28 KINEMA | MOSTRA DE CINEMA NIKKEI : POLÍTICA

Okuhara filma Hidaka. Foto: divulgação.
Okuhara filma Hidaka. Foto: divulgação.

Na terça-feira (29), a MOSTRA DE CINEMA NIKKEI,  a ser exibida no Cine Guarani, no Portão Cultural, em Curitiba, apresenta dois documentários sobre a segunda fase da  imigração japonesa ao Brasil.  Depois dos primeiros anos  trabalhando nas lavouras de café no interior de São Paulo e do Paraná, muitos arrecadaram um pé-de-meia e mudaram para centros urbanos maiores. Foi o caso da maioria dos que foram se instalar na capital paulista. O documentário “Gamabarê ou Liberdade”, de José Carlos Lage, mostra apresenta  a história do maior ponto de concentração da comunidade nipo-brasileira, o bairro da Liberdade, em São Paulo,  principal ponto de referência comercial e de costumes orientais para a comunidade japonesa no Brasil.

José Carlos Lage é formado em Publicidade e Propaganda, com pós-graduação em comunicação e marketing pela ESPM. Em 1992,  trabalhou em Nova York ,  realizando videoclipes para artistas como: George Michael, Natalie Cole e Tonny Benett. Produziu e dirigiu filmes publicitários para as principais agências de São Paulo: DPZ, Peraltastrawberryfrog, Ogilvy, Sunset Comunicação entre outras Dirigiu os documentários Paulista(2003)  e Um dia de lobo (2005)..

Yami no ichi nichi

Nessa segunda fase da imigração, com o propósito inicial de “preservar os costumes e cultura japonesa”, foram criadas muitas associações de nipo-brasileiros. Se algumas tiveram como objetivo apenas o entretenimento, outras tiveram viés mais político, como foi o caso da Shindo Renmei – a Liga do Caminho dos Súditos. A organização ultranacionalista defendia que os japoneses não havia perdido a guerra –  eram os kachigum, os vitoristas –  e atacavam os que defendiam tese contrária  dos makegumi, os derrotistas.

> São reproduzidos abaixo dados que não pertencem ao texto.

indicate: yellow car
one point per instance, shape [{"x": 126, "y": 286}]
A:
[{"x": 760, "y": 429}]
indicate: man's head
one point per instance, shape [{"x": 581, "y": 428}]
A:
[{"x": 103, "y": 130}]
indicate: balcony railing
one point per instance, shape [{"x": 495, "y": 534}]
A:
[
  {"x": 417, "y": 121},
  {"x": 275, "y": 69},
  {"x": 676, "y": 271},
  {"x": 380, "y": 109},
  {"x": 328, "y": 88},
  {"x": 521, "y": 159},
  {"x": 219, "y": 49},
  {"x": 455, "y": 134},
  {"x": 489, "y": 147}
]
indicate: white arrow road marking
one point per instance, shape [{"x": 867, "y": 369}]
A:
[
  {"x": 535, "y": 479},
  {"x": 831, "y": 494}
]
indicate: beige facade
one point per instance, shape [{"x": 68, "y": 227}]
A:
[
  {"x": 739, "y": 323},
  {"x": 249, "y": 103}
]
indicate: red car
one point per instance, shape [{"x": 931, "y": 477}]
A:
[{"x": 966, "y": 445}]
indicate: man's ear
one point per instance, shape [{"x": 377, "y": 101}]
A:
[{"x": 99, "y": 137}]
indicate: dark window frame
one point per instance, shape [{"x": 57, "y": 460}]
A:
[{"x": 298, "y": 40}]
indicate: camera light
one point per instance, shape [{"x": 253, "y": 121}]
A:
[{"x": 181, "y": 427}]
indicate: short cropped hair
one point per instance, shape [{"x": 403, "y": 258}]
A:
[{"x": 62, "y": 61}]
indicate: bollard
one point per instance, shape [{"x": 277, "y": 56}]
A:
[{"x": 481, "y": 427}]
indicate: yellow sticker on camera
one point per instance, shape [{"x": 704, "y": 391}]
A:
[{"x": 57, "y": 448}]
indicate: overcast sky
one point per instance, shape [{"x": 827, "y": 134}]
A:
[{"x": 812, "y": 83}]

O documentário Yami no ichi nichi, o crime que abalou a colônia japonesa no Brasil, de Mario Jun Okuhara, traz a versão da história  de Tokuichi Hidaka, que, em 1946, aos 19 anos de idade, foi um dos autores do assassinato do coronel Jinsaku Wakiyama, líder dos “derrotistas” em São Paulo. Hidaka entregou-se à polícia com o restante do grupo e cumpriu 15 anos de prisão. Em liberdade, sofreu a punição da colônia japonesa: foi discriminado, condenado ao ostracismo, sem oportunidade para contar a sua versão. Décadas mais tarde, Hidaka inicia uma busca por amigos e pessoas desse período para reconstruir a memória da época e encontrar o sentido da sua vida no Brasil. Nesta nova versão do documentário, integrantes da família Wakiyama falam do papel exercido por Jinsaku na comunidade nipo-brasileira paulista dos anos 1940 e expõem seu ponto de vista sobre os fatos.

Desdobramentos

O documentário de Okuhara ganha relevância, pois graças a ele, foram ouvidos depoimentos de nipo-brasileiros presos na Ilha de Anchieta, para onde foram levados os envolvidos com a Shindo Renmei. Os presos relataram casos de tortura e violação de direitos humanos.  A presidente da Comissão Nacional da Verdade, Rosa Cardoso, pediu desculpas pelo tratamento racista e detenção de vários membros da comunidade durante a segunda guerra , abrindo caminho para uma retratação pública oficial .

Não houve só presos por crimes,  também foram fichadas no Dops (Departamento de Ordem Pública e Social) e presas pessoas que apenas guardavam livros escritos em japonês, em casa, e agricultores foram expropriados de suas terras, no área costeira brasileira, acusados de ser espiões dos japoneses O governo também fechou escolas, proibiu jornais em língua japonesa e também qualquer tipo de reunião pública na comunidade.

O pedido de desculpas será encaminhado no relatório final da Comissão da Verdade ao governo brasileiro. Os imigrantes japoneses sofreram com os preconceitos desde que chegaram ao Brasil, em 1908. As restrições foram aumentando até culminar no verdadeiro estado de sítio imposto pelo Governo Vargas. Para  Okuhara, as desculpas da CNV são um marco histórico, o início do reconhecimento da violência sofrida pelos japoneses no Brasil.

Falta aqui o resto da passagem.